Unlike other cars in this segment, and thanks to its turbocharging, there’s no need to push the engine to high revs to really get going.

The Jetta's turbocharged four-cylinder engine does a commendable job, delivering an energetic initial spurt off the line and shifting smoothly, thanks to its eight-speed automatic transmission. For die-hards who prefer shifting themselves, a six-speed manual transmission is available on the base car, but VW says it won’t bring any fuel economy advantage.

And that fuel economy is likely to be among the best in the segment. The EPA pegs it at 34 mpg combined, and we observed 33 mpg on our drive, according to the car's trip computer. 

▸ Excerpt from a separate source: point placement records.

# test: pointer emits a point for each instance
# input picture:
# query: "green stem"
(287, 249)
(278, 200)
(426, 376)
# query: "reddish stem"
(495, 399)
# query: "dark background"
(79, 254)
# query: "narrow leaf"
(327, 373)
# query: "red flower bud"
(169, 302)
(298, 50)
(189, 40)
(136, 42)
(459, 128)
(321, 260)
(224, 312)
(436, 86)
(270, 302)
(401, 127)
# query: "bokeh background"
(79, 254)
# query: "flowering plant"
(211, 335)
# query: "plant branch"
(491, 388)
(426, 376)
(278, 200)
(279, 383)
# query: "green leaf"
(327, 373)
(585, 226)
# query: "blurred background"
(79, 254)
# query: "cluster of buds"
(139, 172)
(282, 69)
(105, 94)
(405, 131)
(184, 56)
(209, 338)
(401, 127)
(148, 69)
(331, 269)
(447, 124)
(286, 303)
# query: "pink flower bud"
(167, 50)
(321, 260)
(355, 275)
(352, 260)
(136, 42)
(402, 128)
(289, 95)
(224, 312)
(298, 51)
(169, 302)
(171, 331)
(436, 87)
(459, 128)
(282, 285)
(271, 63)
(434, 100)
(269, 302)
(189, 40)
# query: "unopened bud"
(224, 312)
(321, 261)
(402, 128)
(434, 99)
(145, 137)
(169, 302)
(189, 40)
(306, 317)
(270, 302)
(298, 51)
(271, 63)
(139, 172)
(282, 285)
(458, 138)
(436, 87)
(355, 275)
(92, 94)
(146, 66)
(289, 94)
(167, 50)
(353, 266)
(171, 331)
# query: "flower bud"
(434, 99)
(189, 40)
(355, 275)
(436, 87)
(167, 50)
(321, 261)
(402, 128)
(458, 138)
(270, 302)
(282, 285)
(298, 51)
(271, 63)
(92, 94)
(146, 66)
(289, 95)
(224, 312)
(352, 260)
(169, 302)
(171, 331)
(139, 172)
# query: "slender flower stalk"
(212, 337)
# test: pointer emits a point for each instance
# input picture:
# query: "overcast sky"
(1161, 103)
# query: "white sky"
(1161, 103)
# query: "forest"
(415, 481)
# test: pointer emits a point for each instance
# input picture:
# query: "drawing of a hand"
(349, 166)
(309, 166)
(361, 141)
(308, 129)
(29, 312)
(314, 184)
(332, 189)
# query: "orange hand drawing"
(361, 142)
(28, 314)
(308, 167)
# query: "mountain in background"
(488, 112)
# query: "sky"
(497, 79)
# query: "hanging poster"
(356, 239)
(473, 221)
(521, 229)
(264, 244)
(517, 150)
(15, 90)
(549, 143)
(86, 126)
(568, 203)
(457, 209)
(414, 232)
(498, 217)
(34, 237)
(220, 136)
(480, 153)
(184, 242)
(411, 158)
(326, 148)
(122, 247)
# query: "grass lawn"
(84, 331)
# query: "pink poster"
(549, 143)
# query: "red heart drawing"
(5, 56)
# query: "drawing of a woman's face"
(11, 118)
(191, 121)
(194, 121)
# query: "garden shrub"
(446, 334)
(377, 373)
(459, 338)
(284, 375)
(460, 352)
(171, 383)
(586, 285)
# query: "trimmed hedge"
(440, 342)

Previous Jettas were taut, agile, and enjoyable to drive, but this new one is a bit dull. Its handling is sound, but this is not a car suited for brisk, entertaining drives.

Pushing the car a bit harder results in notable body lean, and the steering is neither particularly quick nor brimming with feedback. That said, taking the Jetta to its modest limits on the sharp turns of our track revealed a balanced behavior.

The ride is comfortable thanks to the compliant suspension that absorbs most road imperfections well. However, some sharp bumps tend to punch through as if the shock absorbers don’t have enough resilience to keep those impacts at bay. Some occasional thuds from the suspension hurt its overall refinement.

It’s a relatively quiet car, particularly among compact sedans, and it suppresses road and tire noise well, but wind noise at highway speeds is noticeable.

2019 Volkswagen Jetta interior


Thanks to its stretched dimensions, the Jetta is quite roomy for a compact sedan. In fact, at 185 inches, it’s the longest one in the segment.

The base S trim is the only one that comes with cloth seats; the next trim, the SE, comes with faux leather. The top-shelf SEL Premium gets real leather and power seats with two-way lumbar adjustment, a setup that proved comfortable even on a long drive. The upright driving position is well sorted, but the driver’s right knee tends to rub against the center console.

The SE also throws in automatic climate control, front heated seats, and a sunroof. And the soft-touch upper dash gives the Jetta an interior ambience edge over most of its competitors.  

There are plenty of storage places, including a bin under the nicely padded armrest that can accommodate an iPad mini, as well as generous pockets built into the doors for water bottles, umbrellas, and whatnot. One odd miscue is the low dash vents, which are likely to freeze the right elbow and knee of the driver.

The controls are just about as simple as they come these days. The optional 8-inch touch screen is vivid and responds quickly to commands. Despite the tilted, driver-cockpit design, the infotainment screen is a bit of a reach for drivers, particularly tall ones who must sit farther back. Steering-wheel shortcuts are easy to use to interact with the audio system, and even for starting phone calls through a list of recent calls.

Among the standard gadgets in higher trims is a configurable full-color instrument panel that, at a press of a button, hides the traditional round gauges and expands the display of trip info, audio selection, phone task, or navigation map. It’s a neat approach that will impress passengers.

All Jettas will come with Android Auto and Apple CarPlay compatibility standard. The SEL and SEL Premium trims get navigation, as well as VW’s Car-Net telematics system for emergency notification and remote lock/unlock/start functions.

In the back, the seats offer ample space and a comfortable seating position.

Safety & Driver-Assist Systems

Forward-collision warning, low-speed automatic emergency braking, and blind-spot warning are standard on all trims except for the base S trim, where they are optional. SEL and SEL Premium trims get adaptive cruise control, lane-keeping assist, and a wider range of automatic emergency braking.  

Bottom Line

In an era when Toyota is making an effort to make its cars more engaging to drive, Volkswagen, at least in its mainstream models, seem to be walking away from its once-defining trait. Clearly, the new Jetta is no longer a budget sports sedan. Instead, it’s an easy-going car that piles on the room, comfort, ease of use, modern connectivity, and upscale features.